Arkansas Northeastern College
- Type: Public community college
- Established: 1975
- President: Christopher Heigle
- Students: 1,914
- Location: Blytheville, Arkansas, United States 35°53′55″N 89°55′08″W﻿ / ﻿35.898676°N 89.918828°W
- Campus: Rural;
- Website: www.anc.edu/

= Arkansas Northeastern College =

Community college in Blytheville, Arkansas, U.S.

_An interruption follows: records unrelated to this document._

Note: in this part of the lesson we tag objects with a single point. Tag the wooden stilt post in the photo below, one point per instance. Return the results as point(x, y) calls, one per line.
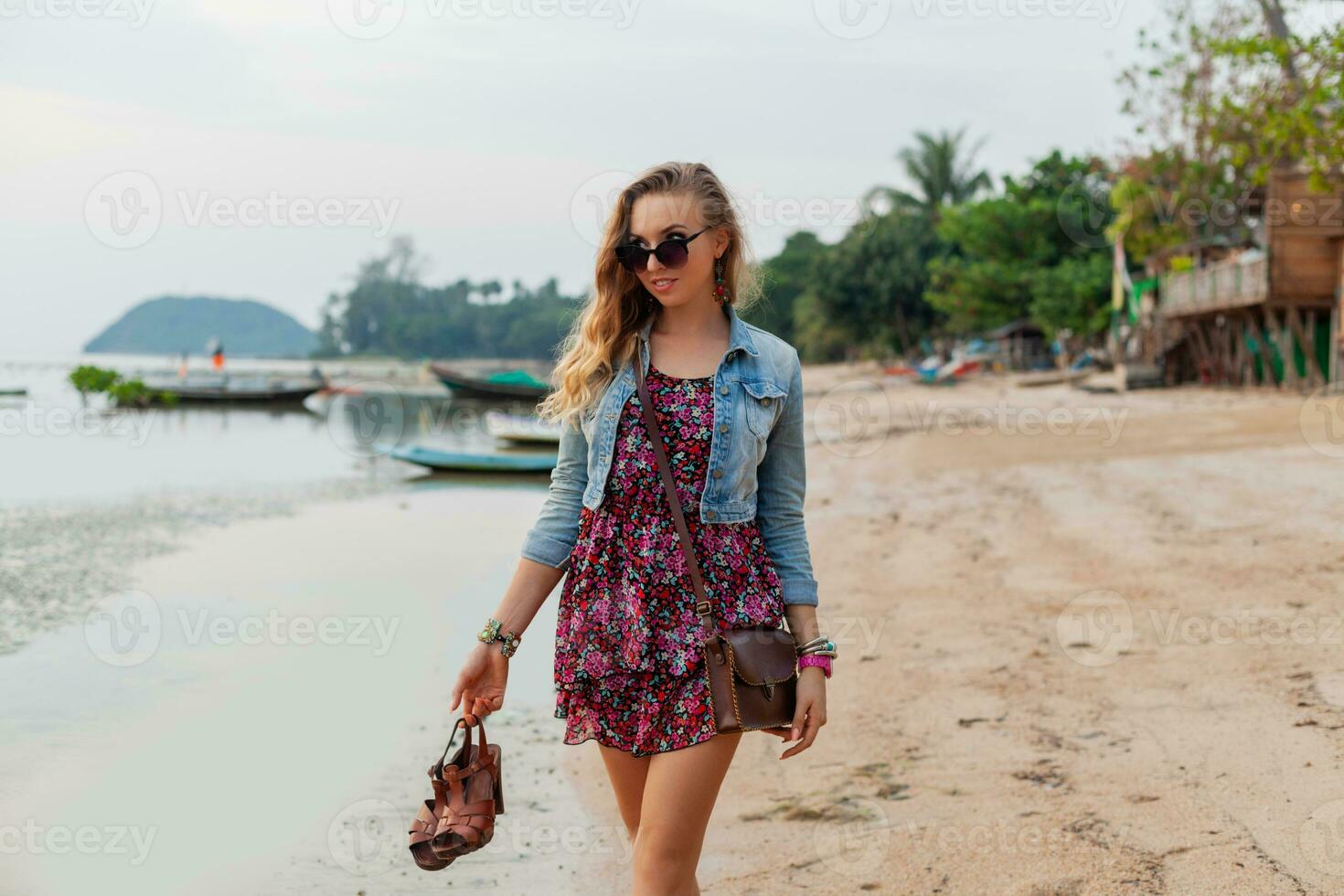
point(1266, 355)
point(1295, 325)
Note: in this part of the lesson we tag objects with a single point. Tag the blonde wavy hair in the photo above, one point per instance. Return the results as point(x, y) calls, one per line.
point(603, 335)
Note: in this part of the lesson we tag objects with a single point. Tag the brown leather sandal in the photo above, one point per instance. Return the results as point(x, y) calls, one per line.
point(425, 824)
point(475, 795)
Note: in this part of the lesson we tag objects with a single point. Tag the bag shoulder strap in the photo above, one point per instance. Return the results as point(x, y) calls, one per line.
point(651, 423)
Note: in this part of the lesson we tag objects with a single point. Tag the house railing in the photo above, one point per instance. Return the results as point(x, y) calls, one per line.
point(1223, 285)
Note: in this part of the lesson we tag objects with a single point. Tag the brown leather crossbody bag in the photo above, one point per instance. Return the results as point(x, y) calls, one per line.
point(752, 670)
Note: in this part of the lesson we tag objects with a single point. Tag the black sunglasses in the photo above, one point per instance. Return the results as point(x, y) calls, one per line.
point(672, 252)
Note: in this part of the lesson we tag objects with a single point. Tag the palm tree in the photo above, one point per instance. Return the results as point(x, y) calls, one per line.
point(941, 171)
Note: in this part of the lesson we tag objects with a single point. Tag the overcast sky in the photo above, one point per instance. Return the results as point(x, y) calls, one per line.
point(263, 148)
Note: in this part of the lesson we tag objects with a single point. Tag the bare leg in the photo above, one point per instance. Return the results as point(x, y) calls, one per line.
point(626, 773)
point(679, 795)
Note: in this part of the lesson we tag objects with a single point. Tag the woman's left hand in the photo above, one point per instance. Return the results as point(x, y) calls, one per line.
point(809, 712)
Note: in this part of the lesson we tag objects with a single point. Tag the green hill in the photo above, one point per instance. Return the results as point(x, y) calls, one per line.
point(174, 324)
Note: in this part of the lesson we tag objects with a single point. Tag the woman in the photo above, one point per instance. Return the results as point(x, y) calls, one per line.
point(728, 398)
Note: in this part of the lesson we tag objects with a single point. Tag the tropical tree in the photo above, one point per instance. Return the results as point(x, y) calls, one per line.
point(943, 171)
point(1040, 251)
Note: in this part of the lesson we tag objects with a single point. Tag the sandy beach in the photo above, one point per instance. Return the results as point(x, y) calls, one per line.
point(1089, 645)
point(1072, 663)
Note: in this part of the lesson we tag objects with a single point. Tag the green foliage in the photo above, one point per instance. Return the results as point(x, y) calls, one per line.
point(89, 379)
point(785, 278)
point(176, 324)
point(869, 291)
point(1224, 94)
point(944, 172)
point(390, 314)
point(1037, 251)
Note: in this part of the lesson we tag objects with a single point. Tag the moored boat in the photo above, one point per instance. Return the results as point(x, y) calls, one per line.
point(441, 460)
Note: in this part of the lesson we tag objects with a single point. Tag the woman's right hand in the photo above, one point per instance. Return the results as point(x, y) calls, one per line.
point(480, 684)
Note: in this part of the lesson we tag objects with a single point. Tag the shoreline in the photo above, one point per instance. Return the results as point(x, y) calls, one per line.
point(984, 735)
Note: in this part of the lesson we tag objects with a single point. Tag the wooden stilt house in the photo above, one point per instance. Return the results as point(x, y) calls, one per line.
point(1269, 312)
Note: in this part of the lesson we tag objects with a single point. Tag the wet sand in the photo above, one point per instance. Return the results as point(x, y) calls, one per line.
point(1090, 645)
point(272, 727)
point(1072, 664)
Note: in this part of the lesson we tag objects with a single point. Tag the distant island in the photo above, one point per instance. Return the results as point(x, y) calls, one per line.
point(175, 324)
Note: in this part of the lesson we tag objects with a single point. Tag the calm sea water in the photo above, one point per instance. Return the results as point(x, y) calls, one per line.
point(57, 448)
point(197, 709)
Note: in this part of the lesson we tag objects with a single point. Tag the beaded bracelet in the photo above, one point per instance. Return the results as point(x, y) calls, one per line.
point(814, 660)
point(508, 641)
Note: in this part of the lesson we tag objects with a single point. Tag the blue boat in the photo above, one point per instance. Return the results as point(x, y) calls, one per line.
point(437, 460)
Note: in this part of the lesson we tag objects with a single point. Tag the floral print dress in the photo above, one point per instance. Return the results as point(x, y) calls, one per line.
point(628, 666)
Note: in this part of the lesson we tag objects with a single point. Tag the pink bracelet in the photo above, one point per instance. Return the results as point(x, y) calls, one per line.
point(823, 663)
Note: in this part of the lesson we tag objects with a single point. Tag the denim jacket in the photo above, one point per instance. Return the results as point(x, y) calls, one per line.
point(755, 466)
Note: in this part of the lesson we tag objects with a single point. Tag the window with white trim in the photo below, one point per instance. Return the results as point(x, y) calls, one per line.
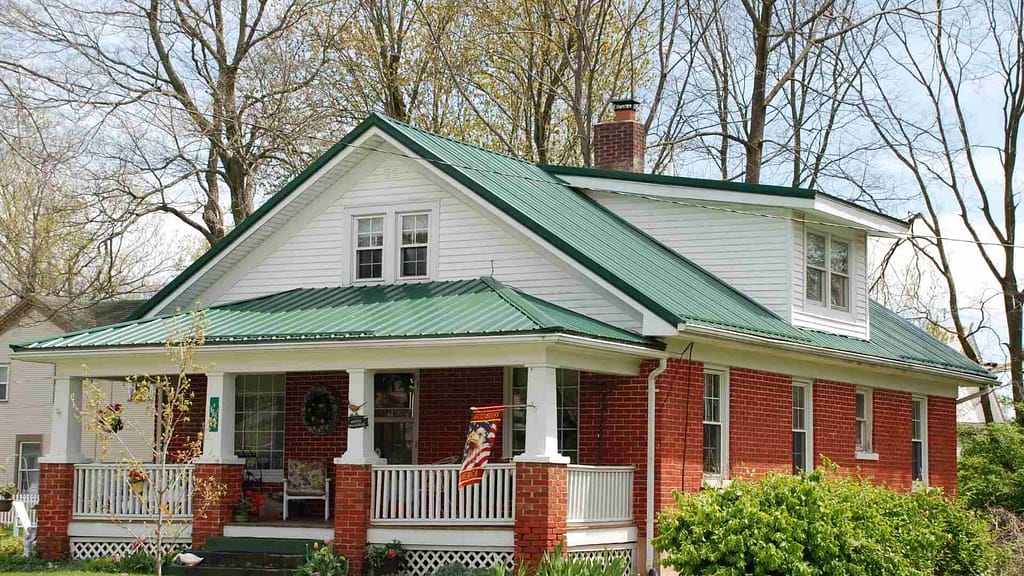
point(919, 439)
point(863, 420)
point(414, 241)
point(567, 384)
point(370, 248)
point(4, 384)
point(803, 459)
point(716, 423)
point(827, 269)
point(259, 420)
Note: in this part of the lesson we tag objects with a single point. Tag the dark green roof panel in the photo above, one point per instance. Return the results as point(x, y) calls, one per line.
point(468, 307)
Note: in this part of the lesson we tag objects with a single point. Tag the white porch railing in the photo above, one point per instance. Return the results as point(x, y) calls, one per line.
point(600, 494)
point(430, 494)
point(101, 491)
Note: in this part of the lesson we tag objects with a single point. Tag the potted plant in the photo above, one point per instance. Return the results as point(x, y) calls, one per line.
point(136, 480)
point(7, 492)
point(386, 559)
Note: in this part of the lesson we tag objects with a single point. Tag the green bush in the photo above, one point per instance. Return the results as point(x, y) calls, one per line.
point(991, 466)
point(819, 524)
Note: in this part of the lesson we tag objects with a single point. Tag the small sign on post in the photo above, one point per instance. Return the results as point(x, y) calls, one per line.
point(214, 414)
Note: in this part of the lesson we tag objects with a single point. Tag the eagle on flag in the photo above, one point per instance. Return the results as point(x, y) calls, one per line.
point(479, 440)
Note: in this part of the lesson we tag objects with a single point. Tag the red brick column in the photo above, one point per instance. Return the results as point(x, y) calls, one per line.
point(351, 513)
point(540, 510)
point(53, 512)
point(218, 488)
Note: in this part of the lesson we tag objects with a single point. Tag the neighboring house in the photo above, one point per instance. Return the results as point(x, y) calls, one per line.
point(27, 388)
point(654, 333)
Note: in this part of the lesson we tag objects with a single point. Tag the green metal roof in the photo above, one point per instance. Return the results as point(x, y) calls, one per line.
point(659, 279)
point(467, 307)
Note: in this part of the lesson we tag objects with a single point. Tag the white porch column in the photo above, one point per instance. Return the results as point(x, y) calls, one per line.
point(359, 448)
point(542, 417)
point(66, 426)
point(218, 428)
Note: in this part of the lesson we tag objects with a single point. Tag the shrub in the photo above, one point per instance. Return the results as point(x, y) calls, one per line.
point(819, 524)
point(991, 466)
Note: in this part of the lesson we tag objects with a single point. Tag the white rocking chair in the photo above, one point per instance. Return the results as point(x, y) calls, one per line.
point(306, 481)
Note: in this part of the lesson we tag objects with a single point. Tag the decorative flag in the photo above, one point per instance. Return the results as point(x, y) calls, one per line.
point(482, 429)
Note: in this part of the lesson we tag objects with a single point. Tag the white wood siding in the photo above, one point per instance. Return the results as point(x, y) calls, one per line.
point(312, 251)
point(751, 253)
point(30, 403)
point(854, 324)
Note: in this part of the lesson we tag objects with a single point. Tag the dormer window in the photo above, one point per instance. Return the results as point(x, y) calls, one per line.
point(827, 277)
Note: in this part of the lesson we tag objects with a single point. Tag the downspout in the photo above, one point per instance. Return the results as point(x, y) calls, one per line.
point(649, 527)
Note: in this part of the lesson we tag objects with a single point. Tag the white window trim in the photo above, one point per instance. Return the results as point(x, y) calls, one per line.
point(392, 241)
point(924, 438)
point(718, 480)
point(808, 421)
point(869, 454)
point(824, 307)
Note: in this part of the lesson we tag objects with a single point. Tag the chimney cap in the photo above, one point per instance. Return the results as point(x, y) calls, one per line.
point(625, 104)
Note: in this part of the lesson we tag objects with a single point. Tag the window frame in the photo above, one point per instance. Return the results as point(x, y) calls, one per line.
point(356, 249)
point(400, 246)
point(923, 440)
point(808, 429)
point(824, 305)
point(865, 451)
point(722, 477)
point(508, 448)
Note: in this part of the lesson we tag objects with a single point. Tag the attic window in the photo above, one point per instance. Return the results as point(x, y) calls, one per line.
point(827, 271)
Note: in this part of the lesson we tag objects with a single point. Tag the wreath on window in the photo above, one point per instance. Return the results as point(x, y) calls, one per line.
point(321, 411)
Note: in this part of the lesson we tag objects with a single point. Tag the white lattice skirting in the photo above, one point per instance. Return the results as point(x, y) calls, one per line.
point(627, 551)
point(423, 562)
point(83, 548)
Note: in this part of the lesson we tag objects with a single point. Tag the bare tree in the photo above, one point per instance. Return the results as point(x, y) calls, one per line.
point(919, 97)
point(192, 98)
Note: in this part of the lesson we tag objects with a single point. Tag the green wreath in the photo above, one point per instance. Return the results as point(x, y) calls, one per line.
point(321, 411)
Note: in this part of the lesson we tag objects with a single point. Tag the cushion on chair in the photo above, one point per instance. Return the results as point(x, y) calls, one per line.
point(305, 478)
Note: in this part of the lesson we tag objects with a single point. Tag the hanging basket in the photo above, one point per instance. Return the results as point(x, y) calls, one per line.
point(321, 411)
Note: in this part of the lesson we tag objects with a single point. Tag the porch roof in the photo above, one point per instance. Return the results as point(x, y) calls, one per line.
point(465, 307)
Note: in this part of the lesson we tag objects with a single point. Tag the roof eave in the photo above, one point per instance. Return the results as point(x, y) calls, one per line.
point(932, 370)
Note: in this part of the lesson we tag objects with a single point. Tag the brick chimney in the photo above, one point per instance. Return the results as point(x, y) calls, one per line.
point(620, 145)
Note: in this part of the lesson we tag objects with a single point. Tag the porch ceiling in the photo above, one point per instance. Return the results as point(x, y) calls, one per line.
point(432, 310)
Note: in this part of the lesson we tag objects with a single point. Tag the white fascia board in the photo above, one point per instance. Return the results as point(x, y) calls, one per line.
point(686, 193)
point(339, 158)
point(872, 223)
point(775, 362)
point(653, 325)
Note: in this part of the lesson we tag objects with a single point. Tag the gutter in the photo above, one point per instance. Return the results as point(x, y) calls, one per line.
point(848, 356)
point(649, 527)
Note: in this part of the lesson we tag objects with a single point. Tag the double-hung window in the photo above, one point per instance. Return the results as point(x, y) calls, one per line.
point(415, 243)
point(802, 458)
point(259, 421)
point(827, 271)
point(919, 439)
point(370, 248)
point(567, 384)
point(716, 420)
point(863, 420)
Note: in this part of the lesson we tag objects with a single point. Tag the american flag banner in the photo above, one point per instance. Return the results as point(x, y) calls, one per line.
point(482, 429)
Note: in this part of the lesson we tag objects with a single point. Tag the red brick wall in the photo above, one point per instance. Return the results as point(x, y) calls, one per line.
point(760, 422)
point(540, 510)
point(187, 429)
point(351, 517)
point(942, 443)
point(445, 397)
point(53, 512)
point(218, 488)
point(619, 146)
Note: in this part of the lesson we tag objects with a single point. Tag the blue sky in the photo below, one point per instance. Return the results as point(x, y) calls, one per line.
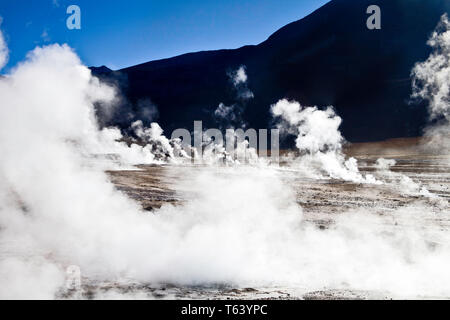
point(121, 33)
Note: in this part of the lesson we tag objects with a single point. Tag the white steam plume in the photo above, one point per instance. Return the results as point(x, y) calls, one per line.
point(4, 52)
point(318, 140)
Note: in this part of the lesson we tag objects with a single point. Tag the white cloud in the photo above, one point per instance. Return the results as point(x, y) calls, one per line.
point(4, 52)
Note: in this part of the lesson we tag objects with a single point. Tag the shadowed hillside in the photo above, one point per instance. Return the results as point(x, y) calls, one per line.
point(327, 58)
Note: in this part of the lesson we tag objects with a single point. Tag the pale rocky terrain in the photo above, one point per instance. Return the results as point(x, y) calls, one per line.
point(322, 201)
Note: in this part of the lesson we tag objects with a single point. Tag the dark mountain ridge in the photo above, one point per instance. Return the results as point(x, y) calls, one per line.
point(327, 58)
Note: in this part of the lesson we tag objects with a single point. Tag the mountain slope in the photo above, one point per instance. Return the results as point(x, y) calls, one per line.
point(327, 58)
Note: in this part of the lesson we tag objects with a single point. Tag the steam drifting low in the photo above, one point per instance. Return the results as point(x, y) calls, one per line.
point(241, 226)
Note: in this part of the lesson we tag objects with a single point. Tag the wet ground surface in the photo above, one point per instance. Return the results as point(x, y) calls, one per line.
point(322, 201)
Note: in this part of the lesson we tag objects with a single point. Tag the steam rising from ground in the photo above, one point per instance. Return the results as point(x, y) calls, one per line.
point(4, 52)
point(318, 140)
point(240, 226)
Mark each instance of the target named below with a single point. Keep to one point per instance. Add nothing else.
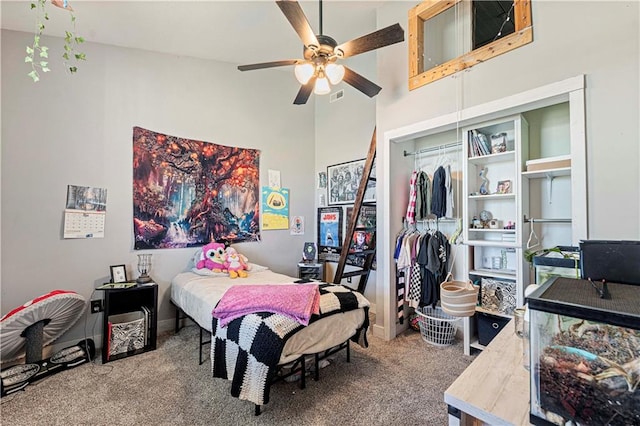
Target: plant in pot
(38, 54)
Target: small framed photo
(118, 274)
(343, 181)
(504, 187)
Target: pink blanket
(296, 301)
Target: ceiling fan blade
(268, 64)
(305, 92)
(364, 85)
(299, 22)
(377, 39)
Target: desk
(494, 389)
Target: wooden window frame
(426, 10)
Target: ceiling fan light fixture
(335, 73)
(322, 86)
(304, 72)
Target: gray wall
(77, 129)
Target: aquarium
(557, 262)
(585, 353)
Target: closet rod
(532, 220)
(434, 148)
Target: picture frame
(118, 274)
(329, 233)
(343, 181)
(504, 187)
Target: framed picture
(504, 187)
(118, 274)
(343, 181)
(329, 233)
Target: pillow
(209, 273)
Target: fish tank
(584, 353)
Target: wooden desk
(494, 389)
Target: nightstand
(129, 321)
(311, 270)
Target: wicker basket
(458, 298)
(436, 327)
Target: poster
(329, 233)
(187, 193)
(275, 208)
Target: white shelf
(494, 273)
(492, 196)
(500, 230)
(492, 243)
(550, 173)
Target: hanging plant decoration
(38, 54)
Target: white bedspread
(197, 295)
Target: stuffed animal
(235, 263)
(212, 257)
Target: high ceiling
(238, 32)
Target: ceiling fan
(319, 67)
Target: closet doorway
(395, 167)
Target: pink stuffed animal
(235, 263)
(212, 257)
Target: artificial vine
(38, 54)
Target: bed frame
(297, 366)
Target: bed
(195, 296)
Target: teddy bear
(235, 263)
(212, 257)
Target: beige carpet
(397, 382)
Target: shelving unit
(492, 216)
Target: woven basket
(458, 298)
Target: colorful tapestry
(187, 193)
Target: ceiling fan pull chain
(321, 17)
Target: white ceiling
(239, 32)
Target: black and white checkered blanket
(248, 349)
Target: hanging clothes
(449, 192)
(411, 207)
(439, 193)
(423, 196)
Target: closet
(535, 196)
(432, 219)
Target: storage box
(554, 264)
(489, 326)
(127, 333)
(549, 163)
(616, 261)
(585, 353)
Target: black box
(613, 261)
(489, 326)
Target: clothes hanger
(533, 240)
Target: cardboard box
(549, 163)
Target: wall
(77, 129)
(598, 39)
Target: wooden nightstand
(131, 313)
(311, 270)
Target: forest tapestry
(187, 193)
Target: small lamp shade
(335, 73)
(322, 86)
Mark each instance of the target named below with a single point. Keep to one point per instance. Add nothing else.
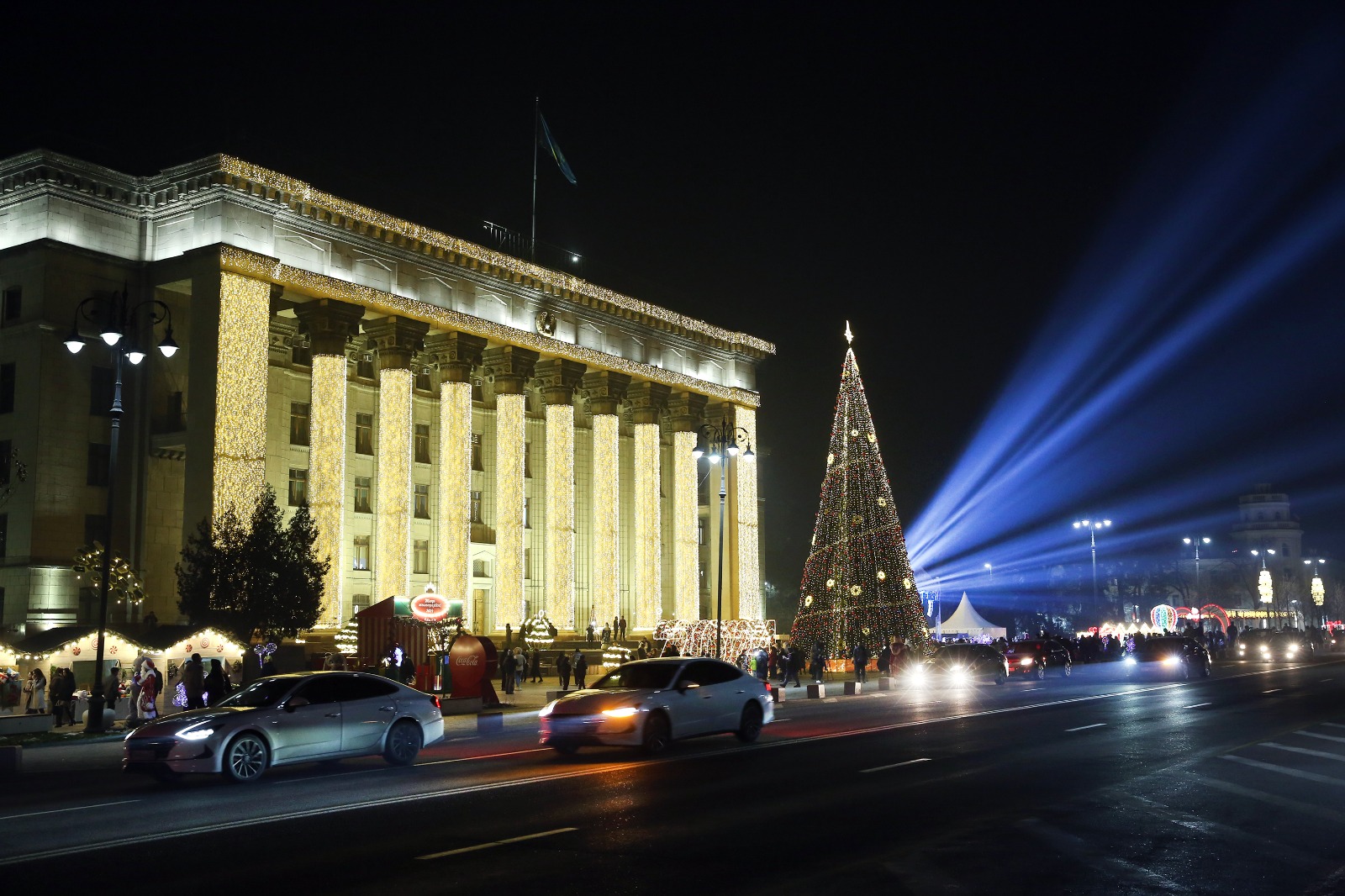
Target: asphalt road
(1089, 784)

Arkansas Northeastern College is a public community college in Blytheville, Arkansas.

==History==
Originally called Mississippi County Community College, Harry V. Smith was selected as its first president, serving from February 1975 to October 1, 1983. John P. Sullins succeeded him.
In 2003, the college opened up a child care center. It works to provide free daycare for up to 54 of the children of students.
In 2015, the college started a 13 million dollar project to combine three of the school's centers: Harry L. Crisp Center, the Burdette Center and the Aircraft & Metals Engineering Center.

==Campuses==
The college's main campus is in Blytheville, Arkansas. It has additional locations in Leachville and Osceola.

==Academics==
The college offers technical certificates, associate of science degrees, associate in applied science degrees, and certificates of proficiency. In fall 2013 there were 1,425 students; 619 were full-time and 806 were part-time.